The NYPD stopped and interrogated more innocent people during the first six months of 2009 than during any six-month period since the Department began collecting data on its troubling stop-and-frisk program. Police made more than 273,000 stops of completely innocent New Yorkers – the overwhelming majority of whom were black and Latino. Though these innocent people did nothing wrong, their names and home addresses are now stored in an NYPD database.
“These aren’t statistics – these are innocent New Yorkers who have had their dignity man-handled by the very people who are sworn to protect and serve them,” said Donna Lieberman, the executive director of the New York Civil Liberties Union.
According to an NYPD report obtained and analyzed by the NYCLU this week, police stopped and interrogated New Yorkers 140,552 times between April and June. Nearly nine out of 10 of these stops resulted in no charges or citations. This record number of stops fell disproportionately on the city’s communities of color – 74,283 of those stopped were black and 44,296 were Latino, while only 13,906 were white.
The Department made another 171,094 stops between January and March. Overall, this record number of stops represents a 15 percent increase from the 270,937 stops conducted during the first six months of 2008. If stops continue at this pace, the NYPD will conduct a record 610,000 stops in 2009. In 2008, the current record, police stopped New Yorkers 531,159 times.
Over the past five-and-a-half years, New Yorkers have been subjected to the practice more than 2.5 million times – a rate of 1,260 every day. The Department is then recording the name and home address of every person stopped.

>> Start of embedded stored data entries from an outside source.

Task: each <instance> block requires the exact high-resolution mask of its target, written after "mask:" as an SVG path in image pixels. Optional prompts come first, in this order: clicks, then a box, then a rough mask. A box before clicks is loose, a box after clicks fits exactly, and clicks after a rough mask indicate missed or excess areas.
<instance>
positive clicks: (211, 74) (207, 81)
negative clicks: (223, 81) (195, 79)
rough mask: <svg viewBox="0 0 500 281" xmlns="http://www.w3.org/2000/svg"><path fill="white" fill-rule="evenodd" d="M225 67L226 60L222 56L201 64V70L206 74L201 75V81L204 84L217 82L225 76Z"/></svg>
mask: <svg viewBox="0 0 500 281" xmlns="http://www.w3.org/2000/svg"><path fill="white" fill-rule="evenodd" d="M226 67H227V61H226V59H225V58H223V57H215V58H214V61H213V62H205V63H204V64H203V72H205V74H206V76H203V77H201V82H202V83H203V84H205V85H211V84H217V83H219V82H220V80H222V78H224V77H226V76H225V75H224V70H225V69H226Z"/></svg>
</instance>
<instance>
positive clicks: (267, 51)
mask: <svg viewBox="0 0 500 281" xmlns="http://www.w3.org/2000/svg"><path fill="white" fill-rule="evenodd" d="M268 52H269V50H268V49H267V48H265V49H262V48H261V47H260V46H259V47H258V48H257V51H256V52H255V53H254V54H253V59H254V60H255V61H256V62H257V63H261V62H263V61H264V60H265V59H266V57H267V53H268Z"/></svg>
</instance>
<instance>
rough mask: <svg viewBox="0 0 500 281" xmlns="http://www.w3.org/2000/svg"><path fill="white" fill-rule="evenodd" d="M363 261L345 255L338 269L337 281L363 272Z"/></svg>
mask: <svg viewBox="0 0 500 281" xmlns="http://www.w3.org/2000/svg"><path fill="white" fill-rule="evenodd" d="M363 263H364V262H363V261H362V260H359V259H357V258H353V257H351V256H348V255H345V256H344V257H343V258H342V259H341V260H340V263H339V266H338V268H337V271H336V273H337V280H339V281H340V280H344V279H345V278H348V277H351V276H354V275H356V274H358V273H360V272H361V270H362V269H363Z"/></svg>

“The NYPD is, in effect, building a massive database of black and brown New Yorkers,” said NYCLU Associate Legal Director Christopher Dunn. “Innocent New Yorkers who are the victims of unjustified police stops should not suffer the further harm of having their personal information kept in an NYPD database, which simply makes them targets for future investigations.”
In the summer of 2007, the NYCLU served the NYPD with a formal legal request to turn over the complete stop-and-frisk database under the state’s Freedom of Information Law. The Department resisted transparency and so, in November 2007, the NYCLU filed a lawsuit in State Supreme Court challenging the NYPD. In May of 2008, the NYCLU won that case and received the database in October, 2008. The NYCLU is currently analyzing that database and will publish its findings this year.
The NYCLU requested the information to allow for an independent analysis of the Department’s stop-and-frisk practices, which have been the subject of enormous controversy since the 1999 shooting death of Amadou Diallo.
The NYCLU’s concerns about excessive numbers of stops are supported by the RAND Corporation study commissioned by the Department in 2007. That report estimated that, “[e]ven with the most liberal assumptions,” one would expect the NYPD to have “roughly 250,000 to 330,000 stops” each year. Even when measured against the most permissive of standards, the NYPD is on its way to conducting 300,000 more stops than would be expected.